Quatre faits soulignent cette «révélation», une révélation qui n’en sera une que pour ceux qui continuaient d’entretenir de vains espoirs quant à un possible changement de l’UE.
État des lieux
Le premier est la déclaration de Donald Tusk, au sujet des «brexiters», qu’il voue naturellement aux gémonies, et qu’il assigne directement en enfer. C’est sans doute un exemple de ce que l’on appelait, dans l’URSS des années 1970, l’amitié des peuples…Le second est un tweet, d’une rare sottise, émis par Valérie Pecresse, responsable du parti Les Républicains et élue à la tête de la région Ile de France. Ce tweet appelle l’UE à «punir» la Grande-Bretagne pour vouloir sortir de l’UE, ce qui est non seulement scandaleux (l’UE est une «union» de pays libres) mais surtout d’une incommensurable stupidité, quand on sait que la Grande-Bretagne est l’un des rares pays avec lesquels la balance commerciale française soit en excédent.
L’Allemagne, elle, ne s’y est pas trompée, qui demande à ce que l’on ré-ouvre les négociations. Le troisième est le rappel de l’ambassadeur de France auprès du gouvernement Italien que l’on a appris en début d’après-midi le jeudi 7 février. Ce rappel est une réponse non aux attaques dont la France ferait l’objet, attaques qui sont une pure imagination de la part de notre gouvernement, mais en réalité à la rencontre entre M. Luigi di Maio, le vice-Premier ministre italien et une délégation des Gilets jaunes. Le quatrième, plus discret, est la rupture de la position commune entre la France et l’Allemagne sur la question du gazoduc Nord Stream 2.

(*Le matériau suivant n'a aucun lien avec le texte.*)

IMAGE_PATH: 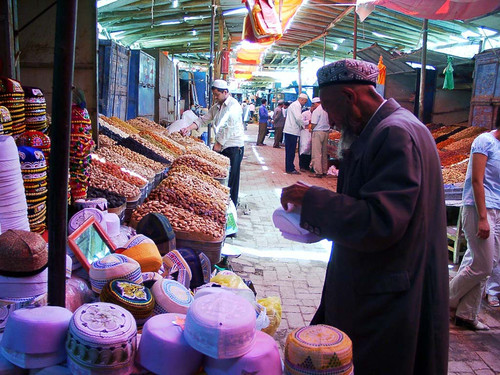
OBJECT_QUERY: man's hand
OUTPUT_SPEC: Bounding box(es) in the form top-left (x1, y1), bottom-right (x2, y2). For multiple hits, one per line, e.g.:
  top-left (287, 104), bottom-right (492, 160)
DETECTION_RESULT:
top-left (476, 218), bottom-right (490, 240)
top-left (281, 181), bottom-right (311, 210)
top-left (180, 122), bottom-right (198, 136)
top-left (214, 142), bottom-right (222, 152)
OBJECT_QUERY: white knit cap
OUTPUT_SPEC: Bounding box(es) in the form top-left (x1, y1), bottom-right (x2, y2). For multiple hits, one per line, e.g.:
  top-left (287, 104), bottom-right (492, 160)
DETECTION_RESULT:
top-left (212, 79), bottom-right (229, 90)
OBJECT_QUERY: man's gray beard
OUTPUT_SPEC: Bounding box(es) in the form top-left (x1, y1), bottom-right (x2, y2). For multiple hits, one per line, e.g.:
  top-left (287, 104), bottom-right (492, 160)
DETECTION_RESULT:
top-left (337, 124), bottom-right (358, 159)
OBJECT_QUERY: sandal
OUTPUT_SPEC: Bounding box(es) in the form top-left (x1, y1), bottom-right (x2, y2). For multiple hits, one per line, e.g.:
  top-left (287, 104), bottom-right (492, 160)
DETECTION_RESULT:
top-left (486, 294), bottom-right (500, 307)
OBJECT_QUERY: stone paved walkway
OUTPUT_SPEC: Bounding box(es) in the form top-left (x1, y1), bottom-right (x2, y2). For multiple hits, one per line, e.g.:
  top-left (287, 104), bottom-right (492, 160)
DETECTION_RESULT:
top-left (225, 124), bottom-right (500, 375)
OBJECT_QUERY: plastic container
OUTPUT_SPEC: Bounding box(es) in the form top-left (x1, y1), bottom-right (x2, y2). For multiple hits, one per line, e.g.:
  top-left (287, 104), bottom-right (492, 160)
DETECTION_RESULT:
top-left (175, 233), bottom-right (225, 266)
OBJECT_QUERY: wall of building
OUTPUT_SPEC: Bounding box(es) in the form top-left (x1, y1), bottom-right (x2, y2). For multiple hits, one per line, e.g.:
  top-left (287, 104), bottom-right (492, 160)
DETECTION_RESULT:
top-left (385, 73), bottom-right (472, 125)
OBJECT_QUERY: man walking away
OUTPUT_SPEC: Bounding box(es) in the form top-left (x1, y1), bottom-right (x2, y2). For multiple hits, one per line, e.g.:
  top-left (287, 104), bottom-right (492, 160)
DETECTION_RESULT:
top-left (257, 99), bottom-right (269, 146)
top-left (273, 100), bottom-right (285, 148)
top-left (311, 98), bottom-right (330, 178)
top-left (283, 93), bottom-right (308, 174)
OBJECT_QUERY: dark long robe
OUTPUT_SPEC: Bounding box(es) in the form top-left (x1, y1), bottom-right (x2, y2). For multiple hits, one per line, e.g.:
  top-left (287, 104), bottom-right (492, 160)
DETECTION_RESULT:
top-left (301, 99), bottom-right (449, 375)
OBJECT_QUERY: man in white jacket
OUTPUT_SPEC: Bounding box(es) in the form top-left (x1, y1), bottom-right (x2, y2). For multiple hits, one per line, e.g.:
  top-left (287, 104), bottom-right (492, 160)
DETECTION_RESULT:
top-left (181, 79), bottom-right (245, 207)
top-left (283, 93), bottom-right (308, 174)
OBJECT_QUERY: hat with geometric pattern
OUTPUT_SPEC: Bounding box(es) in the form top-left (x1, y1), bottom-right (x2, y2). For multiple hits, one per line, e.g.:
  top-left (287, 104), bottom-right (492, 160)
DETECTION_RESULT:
top-left (316, 59), bottom-right (378, 88)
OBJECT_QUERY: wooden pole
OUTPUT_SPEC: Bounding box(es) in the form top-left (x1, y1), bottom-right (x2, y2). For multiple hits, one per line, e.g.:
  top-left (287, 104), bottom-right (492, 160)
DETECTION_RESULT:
top-left (47, 0), bottom-right (78, 307)
top-left (207, 0), bottom-right (216, 146)
top-left (215, 14), bottom-right (224, 79)
top-left (418, 19), bottom-right (429, 122)
top-left (323, 35), bottom-right (326, 65)
top-left (297, 48), bottom-right (302, 95)
top-left (352, 12), bottom-right (358, 59)
top-left (0, 1), bottom-right (18, 78)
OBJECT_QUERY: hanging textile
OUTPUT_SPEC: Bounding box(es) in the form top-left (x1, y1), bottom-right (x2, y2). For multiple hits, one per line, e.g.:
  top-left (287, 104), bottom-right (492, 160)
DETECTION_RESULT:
top-left (377, 55), bottom-right (387, 85)
top-left (245, 0), bottom-right (283, 40)
top-left (443, 56), bottom-right (455, 90)
top-left (241, 14), bottom-right (281, 45)
top-left (356, 0), bottom-right (500, 20)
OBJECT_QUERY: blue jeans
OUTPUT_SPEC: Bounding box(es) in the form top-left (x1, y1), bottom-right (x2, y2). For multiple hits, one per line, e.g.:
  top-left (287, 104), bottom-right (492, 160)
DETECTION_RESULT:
top-left (221, 147), bottom-right (244, 207)
top-left (285, 133), bottom-right (299, 173)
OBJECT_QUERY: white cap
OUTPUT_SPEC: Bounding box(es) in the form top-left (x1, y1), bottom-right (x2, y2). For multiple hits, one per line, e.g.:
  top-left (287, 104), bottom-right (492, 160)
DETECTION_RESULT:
top-left (212, 79), bottom-right (229, 91)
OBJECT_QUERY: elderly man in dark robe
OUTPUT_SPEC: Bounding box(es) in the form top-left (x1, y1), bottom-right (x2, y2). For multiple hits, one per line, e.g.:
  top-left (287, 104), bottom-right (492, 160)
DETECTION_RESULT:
top-left (281, 59), bottom-right (449, 375)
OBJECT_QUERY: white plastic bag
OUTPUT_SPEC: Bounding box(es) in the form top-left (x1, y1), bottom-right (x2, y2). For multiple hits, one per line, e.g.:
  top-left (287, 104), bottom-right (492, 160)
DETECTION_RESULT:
top-left (299, 129), bottom-right (312, 155)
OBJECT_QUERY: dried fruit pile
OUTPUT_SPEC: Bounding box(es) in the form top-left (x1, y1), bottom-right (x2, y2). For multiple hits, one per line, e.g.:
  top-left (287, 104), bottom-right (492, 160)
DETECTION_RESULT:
top-left (132, 200), bottom-right (225, 241)
top-left (92, 158), bottom-right (148, 189)
top-left (172, 155), bottom-right (228, 179)
top-left (96, 146), bottom-right (155, 180)
top-left (148, 174), bottom-right (227, 225)
top-left (442, 161), bottom-right (468, 184)
top-left (89, 163), bottom-right (141, 200)
top-left (187, 143), bottom-right (229, 169)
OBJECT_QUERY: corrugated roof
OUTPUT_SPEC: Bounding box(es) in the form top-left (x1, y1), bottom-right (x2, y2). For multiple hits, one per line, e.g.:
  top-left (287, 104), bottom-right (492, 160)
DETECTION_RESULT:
top-left (357, 43), bottom-right (415, 75)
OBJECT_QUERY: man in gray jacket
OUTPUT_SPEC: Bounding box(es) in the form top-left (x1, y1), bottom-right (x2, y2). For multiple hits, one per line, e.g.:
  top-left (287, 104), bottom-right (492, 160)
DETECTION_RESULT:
top-left (273, 100), bottom-right (285, 148)
top-left (281, 59), bottom-right (449, 375)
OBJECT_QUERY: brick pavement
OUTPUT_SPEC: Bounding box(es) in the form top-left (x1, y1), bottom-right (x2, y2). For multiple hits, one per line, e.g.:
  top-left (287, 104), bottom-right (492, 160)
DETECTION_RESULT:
top-left (226, 124), bottom-right (500, 375)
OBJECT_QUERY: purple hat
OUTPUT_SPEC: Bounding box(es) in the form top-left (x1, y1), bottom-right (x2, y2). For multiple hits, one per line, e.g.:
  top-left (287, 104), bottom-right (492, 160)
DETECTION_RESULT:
top-left (316, 59), bottom-right (378, 88)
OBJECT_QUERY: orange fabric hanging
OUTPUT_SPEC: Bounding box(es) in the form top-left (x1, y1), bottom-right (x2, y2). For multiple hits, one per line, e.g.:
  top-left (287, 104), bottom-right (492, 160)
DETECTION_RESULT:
top-left (377, 56), bottom-right (387, 85)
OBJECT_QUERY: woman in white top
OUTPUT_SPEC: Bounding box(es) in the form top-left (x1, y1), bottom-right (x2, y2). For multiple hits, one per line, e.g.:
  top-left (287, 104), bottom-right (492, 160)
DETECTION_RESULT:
top-left (450, 117), bottom-right (500, 331)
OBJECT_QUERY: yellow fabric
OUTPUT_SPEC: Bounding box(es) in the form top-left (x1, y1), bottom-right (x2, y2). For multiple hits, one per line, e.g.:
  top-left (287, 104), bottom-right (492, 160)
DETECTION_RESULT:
top-left (377, 56), bottom-right (386, 85)
top-left (122, 242), bottom-right (163, 272)
top-left (234, 73), bottom-right (252, 80)
top-left (274, 0), bottom-right (303, 30)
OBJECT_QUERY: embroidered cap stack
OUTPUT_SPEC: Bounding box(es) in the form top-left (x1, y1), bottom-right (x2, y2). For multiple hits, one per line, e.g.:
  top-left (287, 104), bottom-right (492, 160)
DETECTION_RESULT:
top-left (89, 254), bottom-right (142, 294)
top-left (204, 331), bottom-right (283, 375)
top-left (0, 306), bottom-right (72, 369)
top-left (116, 236), bottom-right (163, 272)
top-left (0, 77), bottom-right (26, 136)
top-left (142, 272), bottom-right (163, 289)
top-left (285, 324), bottom-right (354, 375)
top-left (66, 302), bottom-right (137, 375)
top-left (23, 86), bottom-right (47, 132)
top-left (18, 146), bottom-right (47, 233)
top-left (0, 105), bottom-right (12, 135)
top-left (151, 279), bottom-right (194, 315)
top-left (16, 130), bottom-right (50, 166)
top-left (184, 292), bottom-right (256, 359)
top-left (69, 104), bottom-right (94, 201)
top-left (138, 314), bottom-right (203, 375)
top-left (100, 279), bottom-right (155, 325)
top-left (0, 230), bottom-right (48, 332)
top-left (0, 135), bottom-right (30, 232)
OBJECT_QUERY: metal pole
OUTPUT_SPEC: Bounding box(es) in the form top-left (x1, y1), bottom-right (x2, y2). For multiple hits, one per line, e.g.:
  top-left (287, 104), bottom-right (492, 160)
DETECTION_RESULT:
top-left (207, 0), bottom-right (216, 146)
top-left (297, 48), bottom-right (302, 95)
top-left (418, 19), bottom-right (429, 122)
top-left (0, 0), bottom-right (16, 78)
top-left (352, 12), bottom-right (358, 59)
top-left (323, 35), bottom-right (326, 65)
top-left (47, 0), bottom-right (78, 307)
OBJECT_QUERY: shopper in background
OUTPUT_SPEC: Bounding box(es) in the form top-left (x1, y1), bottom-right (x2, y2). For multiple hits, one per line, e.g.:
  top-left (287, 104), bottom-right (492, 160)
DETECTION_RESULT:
top-left (283, 93), bottom-right (308, 174)
top-left (273, 100), bottom-right (285, 148)
top-left (281, 59), bottom-right (449, 375)
top-left (181, 79), bottom-right (244, 207)
top-left (311, 98), bottom-right (330, 178)
top-left (248, 100), bottom-right (255, 122)
top-left (299, 102), bottom-right (319, 172)
top-left (450, 117), bottom-right (500, 331)
top-left (241, 100), bottom-right (249, 130)
top-left (257, 99), bottom-right (269, 146)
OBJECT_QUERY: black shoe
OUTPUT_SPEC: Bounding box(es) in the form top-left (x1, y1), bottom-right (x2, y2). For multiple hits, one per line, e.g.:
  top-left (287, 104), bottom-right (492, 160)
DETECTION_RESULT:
top-left (455, 316), bottom-right (490, 331)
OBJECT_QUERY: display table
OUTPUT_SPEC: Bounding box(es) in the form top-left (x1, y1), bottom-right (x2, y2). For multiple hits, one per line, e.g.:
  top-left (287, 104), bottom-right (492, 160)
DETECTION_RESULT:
top-left (445, 200), bottom-right (467, 264)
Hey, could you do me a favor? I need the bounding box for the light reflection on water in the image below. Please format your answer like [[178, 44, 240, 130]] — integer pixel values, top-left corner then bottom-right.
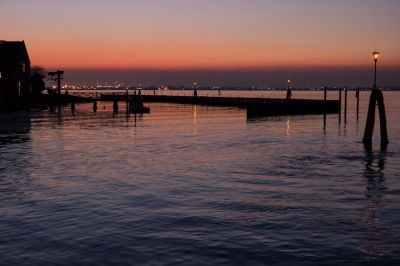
[[0, 91, 400, 265]]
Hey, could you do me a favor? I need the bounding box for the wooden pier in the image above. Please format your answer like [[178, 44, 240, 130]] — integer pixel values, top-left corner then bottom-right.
[[95, 93, 340, 118]]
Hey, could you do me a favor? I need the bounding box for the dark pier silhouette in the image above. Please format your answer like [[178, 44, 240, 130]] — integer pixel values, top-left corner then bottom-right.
[[95, 93, 340, 118]]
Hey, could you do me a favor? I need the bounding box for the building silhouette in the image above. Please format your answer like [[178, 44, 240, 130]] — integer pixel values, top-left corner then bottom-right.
[[0, 40, 31, 102]]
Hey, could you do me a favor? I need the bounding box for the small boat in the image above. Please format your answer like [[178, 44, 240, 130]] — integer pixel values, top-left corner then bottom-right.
[[129, 95, 150, 113]]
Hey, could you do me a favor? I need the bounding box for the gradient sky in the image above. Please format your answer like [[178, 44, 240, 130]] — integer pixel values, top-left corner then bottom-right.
[[0, 0, 400, 87]]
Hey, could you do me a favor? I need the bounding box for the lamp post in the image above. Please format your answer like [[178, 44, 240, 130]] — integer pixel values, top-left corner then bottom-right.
[[372, 52, 379, 89]]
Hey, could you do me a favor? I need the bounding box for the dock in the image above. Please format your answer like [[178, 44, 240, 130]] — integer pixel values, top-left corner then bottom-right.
[[95, 93, 340, 118]]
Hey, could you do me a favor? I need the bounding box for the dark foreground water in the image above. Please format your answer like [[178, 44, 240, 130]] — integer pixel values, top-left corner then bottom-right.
[[0, 92, 400, 265]]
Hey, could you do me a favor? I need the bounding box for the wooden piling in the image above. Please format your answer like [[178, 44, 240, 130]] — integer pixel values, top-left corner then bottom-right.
[[344, 87, 347, 124], [324, 87, 326, 126], [356, 88, 360, 122], [363, 89, 389, 146], [339, 87, 342, 124]]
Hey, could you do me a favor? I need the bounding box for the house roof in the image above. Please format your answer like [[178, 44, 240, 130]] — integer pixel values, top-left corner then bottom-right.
[[0, 41, 30, 64]]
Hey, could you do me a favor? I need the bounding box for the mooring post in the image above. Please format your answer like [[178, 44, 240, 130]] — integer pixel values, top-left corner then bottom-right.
[[363, 87, 389, 146], [339, 87, 342, 124], [356, 88, 360, 122], [344, 87, 347, 124], [324, 87, 326, 126]]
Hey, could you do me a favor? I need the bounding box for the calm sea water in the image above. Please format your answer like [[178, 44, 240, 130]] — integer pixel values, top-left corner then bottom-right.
[[0, 91, 400, 265]]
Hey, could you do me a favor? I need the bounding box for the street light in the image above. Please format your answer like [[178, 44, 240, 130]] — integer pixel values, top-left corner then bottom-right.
[[372, 52, 379, 89]]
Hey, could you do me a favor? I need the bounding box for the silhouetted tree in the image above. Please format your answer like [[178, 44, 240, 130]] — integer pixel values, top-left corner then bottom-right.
[[31, 65, 46, 94]]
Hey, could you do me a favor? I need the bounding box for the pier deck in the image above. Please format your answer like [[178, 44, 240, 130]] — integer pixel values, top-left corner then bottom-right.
[[94, 93, 340, 117]]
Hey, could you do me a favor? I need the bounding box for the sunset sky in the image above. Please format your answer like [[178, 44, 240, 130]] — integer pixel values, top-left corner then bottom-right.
[[0, 0, 400, 87]]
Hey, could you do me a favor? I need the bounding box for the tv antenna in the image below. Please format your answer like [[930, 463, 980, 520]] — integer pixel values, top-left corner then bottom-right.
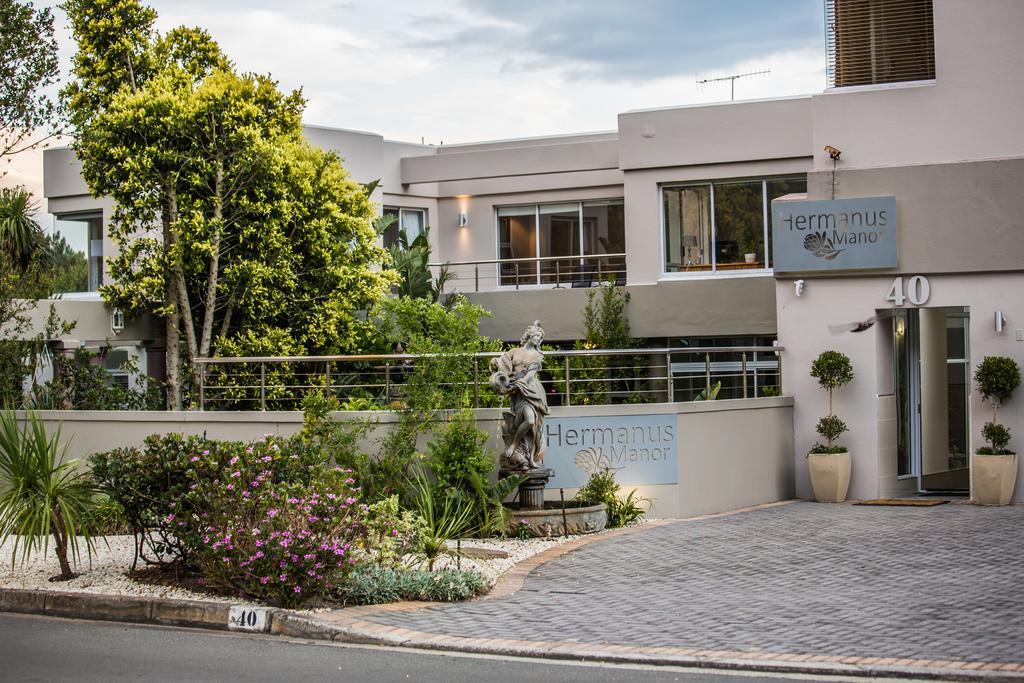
[[697, 69, 771, 102]]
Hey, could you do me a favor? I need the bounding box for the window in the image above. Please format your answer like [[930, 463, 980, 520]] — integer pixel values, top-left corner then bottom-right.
[[825, 0, 935, 87], [662, 178, 807, 272], [50, 210, 103, 294], [383, 207, 427, 248], [497, 199, 626, 286]]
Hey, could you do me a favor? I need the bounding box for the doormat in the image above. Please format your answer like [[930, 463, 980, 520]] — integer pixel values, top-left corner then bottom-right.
[[854, 498, 949, 508]]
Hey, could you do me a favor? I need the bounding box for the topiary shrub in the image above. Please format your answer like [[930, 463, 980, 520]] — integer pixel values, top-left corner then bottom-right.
[[974, 355, 1021, 456], [808, 350, 853, 455]]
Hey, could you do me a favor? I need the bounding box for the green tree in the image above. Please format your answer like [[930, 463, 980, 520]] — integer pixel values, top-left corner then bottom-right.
[[0, 0, 57, 165], [65, 0, 394, 409]]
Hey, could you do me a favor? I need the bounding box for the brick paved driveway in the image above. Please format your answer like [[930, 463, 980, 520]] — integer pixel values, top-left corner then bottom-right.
[[366, 503, 1024, 661]]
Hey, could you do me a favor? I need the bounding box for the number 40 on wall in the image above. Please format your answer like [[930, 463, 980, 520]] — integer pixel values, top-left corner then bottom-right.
[[886, 275, 932, 306]]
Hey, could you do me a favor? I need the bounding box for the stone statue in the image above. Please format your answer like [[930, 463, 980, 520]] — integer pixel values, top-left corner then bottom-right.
[[490, 321, 548, 471]]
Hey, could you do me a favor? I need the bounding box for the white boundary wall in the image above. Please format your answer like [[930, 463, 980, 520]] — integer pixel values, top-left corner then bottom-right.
[[19, 396, 795, 517]]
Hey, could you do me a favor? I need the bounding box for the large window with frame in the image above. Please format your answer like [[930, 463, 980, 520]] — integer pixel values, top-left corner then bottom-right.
[[662, 176, 807, 272], [50, 214, 103, 294], [383, 206, 427, 248], [497, 199, 626, 287]]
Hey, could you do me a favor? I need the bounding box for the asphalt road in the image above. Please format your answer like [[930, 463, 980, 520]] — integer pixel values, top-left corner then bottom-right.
[[0, 613, 847, 683]]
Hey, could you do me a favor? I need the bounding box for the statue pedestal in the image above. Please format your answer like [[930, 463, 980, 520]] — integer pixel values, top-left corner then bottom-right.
[[500, 467, 555, 510]]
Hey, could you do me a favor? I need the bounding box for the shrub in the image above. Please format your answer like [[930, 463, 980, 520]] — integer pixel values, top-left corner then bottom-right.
[[0, 411, 97, 581], [808, 351, 853, 455], [974, 355, 1021, 411], [974, 355, 1021, 456], [181, 464, 367, 607], [89, 434, 209, 564], [978, 422, 1013, 456], [427, 409, 496, 492], [574, 468, 650, 528], [332, 564, 488, 605], [367, 496, 424, 568]]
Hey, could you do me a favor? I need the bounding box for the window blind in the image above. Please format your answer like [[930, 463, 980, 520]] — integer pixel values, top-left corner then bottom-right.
[[825, 0, 935, 87]]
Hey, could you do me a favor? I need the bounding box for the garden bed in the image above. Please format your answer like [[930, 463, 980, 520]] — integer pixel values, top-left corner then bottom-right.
[[0, 536, 593, 606]]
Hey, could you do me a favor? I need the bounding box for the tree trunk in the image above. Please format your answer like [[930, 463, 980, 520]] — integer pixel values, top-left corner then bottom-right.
[[50, 506, 75, 581], [199, 152, 224, 356], [161, 182, 182, 411]]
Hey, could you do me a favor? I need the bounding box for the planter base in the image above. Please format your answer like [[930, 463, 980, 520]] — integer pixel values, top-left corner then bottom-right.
[[971, 454, 1017, 505], [807, 451, 852, 503]]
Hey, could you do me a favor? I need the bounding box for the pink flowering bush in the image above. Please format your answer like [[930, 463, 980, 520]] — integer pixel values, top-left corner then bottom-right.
[[172, 436, 367, 607]]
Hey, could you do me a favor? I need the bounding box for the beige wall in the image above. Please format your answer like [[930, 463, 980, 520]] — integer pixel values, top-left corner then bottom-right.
[[811, 0, 1024, 170], [807, 158, 1024, 273], [401, 133, 618, 183], [776, 272, 1024, 502], [20, 397, 793, 517], [618, 97, 811, 170]]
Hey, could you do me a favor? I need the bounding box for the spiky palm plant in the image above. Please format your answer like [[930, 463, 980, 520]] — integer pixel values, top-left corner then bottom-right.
[[0, 187, 48, 272], [0, 411, 98, 581]]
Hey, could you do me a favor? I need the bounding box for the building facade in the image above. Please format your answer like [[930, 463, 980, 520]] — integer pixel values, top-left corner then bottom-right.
[[34, 0, 1024, 501]]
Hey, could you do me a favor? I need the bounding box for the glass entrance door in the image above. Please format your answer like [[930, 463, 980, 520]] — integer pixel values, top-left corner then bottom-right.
[[893, 307, 970, 493]]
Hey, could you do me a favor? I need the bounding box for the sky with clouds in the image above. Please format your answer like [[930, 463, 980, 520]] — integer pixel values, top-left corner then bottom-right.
[[3, 0, 824, 205]]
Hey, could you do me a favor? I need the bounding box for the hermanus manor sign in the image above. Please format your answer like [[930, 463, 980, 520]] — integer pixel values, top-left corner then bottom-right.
[[544, 414, 679, 488], [771, 197, 896, 272]]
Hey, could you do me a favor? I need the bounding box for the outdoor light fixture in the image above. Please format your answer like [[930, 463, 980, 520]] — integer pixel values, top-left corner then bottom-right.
[[111, 308, 125, 335]]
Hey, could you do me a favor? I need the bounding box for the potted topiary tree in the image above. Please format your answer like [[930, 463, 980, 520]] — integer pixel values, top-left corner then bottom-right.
[[807, 351, 853, 503], [971, 355, 1021, 505]]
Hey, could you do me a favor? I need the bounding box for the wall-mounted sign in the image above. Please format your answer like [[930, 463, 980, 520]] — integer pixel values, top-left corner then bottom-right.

Cette rupture survient quelques jours à peine après la signature du traité entre la France et l’Allemagne d’Aix la Chapelle. On imagine l’ambiance entre les deux pays… Le gouvernement français, et l’on en éprouve une immense honte, a choisi de céder aux pressions États-Uniennes et accepte de compromettre l’une des bases de sa politique étrangère. Voilà qui rend encore plus risibles qu’elles ne l’étaient auparavant, les prétentions d’Emmanuel Macron à incarner un renouveau de l’UE.
Son «rêve carolingien», qu’il avait formulé dans la campagne présidentielle, s’effondre devant les réalités des intérêts de chaque État. On pourrait aussi y ajouter l’opposition exprimée par le gouvernement italien au projet de résolution de l’UE sur le Venezuela.
Au-delà, ces tensions viennent s’ajouter à celles qui existent déjà, et qui oppose les pays d’Europe centrale aux pays d’Europe occidentale.
L’Union européenne, contre la paix?
Serions nous à la fin du XIXème siècle, ou au début du XXème, on parlerait de risque de guerre en Europe. Chacun de ces faits contient le même potentiel pour un conflit que la fameuse «dépêche d’Ems». Ce qui est frappant est que chacun de ces faits est lié, d’une manière ou d’une autre, à l’Union européenne. L’Union européenne apparaît tant comme la cause que comme le cœur de ces discordes européennes.
Le degré d’animosité entre des pays européens, qui devraient normalement réfléchir à des coopérations réciproques, est sans équivalent depuis 1939. Il est ainsi sans précédent qu’un pays fondateur du Traité de Rome de 1957 rappelle son ambassadeur d’un autre pays fondateur du dit traité. Comment ne pas voir que cette animosité résulte directement du fonctionnement de l’Union européenne? Au-delà, comment ne pas voir que ce même degré d’animosité découle de l’idéologie européiste, autrement dit d’une idéologie non pas en faveur de coopérations entre les pays d’Europe, mais d’une idéologie qui mythifie et sanctifie les fonctionnement de l’UE, et qui les oppose aux fonctionnements de chaque pays européen.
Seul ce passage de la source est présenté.